ALİ ÖZTUNÇ (Devamla) - Teşekkür ederim Sayın Başkanım.
Velhasılıkelam, eksiklikler oldu, yanlışlıklar oldu. Bir daha söylüyorum, muhalefet yapmak için söylemiyorum ama bundan sonra böyle bir sorun yaşadığımızda, bir afetle karşılaştığımızda en azından daha hazırlıklı olmamız gerekiyor. Bu sadece benim görevim, milletvekilinin görevi değil; bu, kamu kuruluşlarını yönetenlerin de görevi.

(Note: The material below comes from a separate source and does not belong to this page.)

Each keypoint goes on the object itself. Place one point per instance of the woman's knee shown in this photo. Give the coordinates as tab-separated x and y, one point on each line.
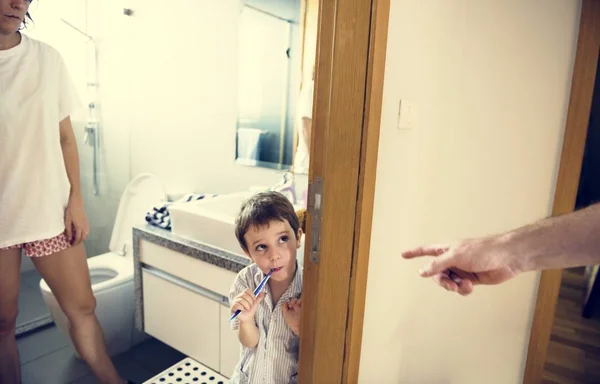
80	308
8	320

Kızılay deyince benim aklıma çocukluğumdan bu yana çadır, battaniye, kan gelirdi. Bu deprem bölgesinde biz Kızılaydan çadır göremedik, vallahi göremedik, hâlâ çadır ihtiyacı var. Bana gelen her 100 telefonun 95'i vallahi de billahi de çadır... Vatandaş çadır istiyor arkadaşlar, yok çadır. Siz bakmayın "Çadır kentler kurduk, sıkıntı yok, eksik yok." denilmesine.
Son sözün bu olsun: Feryat ediyoruz, Maraş'ta çadır eksiği var, çadır istiyoruz. Allah aşkına elinizi vicdanınıza koyun, vicdanlı davranın, Allah aşkına Maraş'a biraz, 3-5 bin çadır gönderin diyorum.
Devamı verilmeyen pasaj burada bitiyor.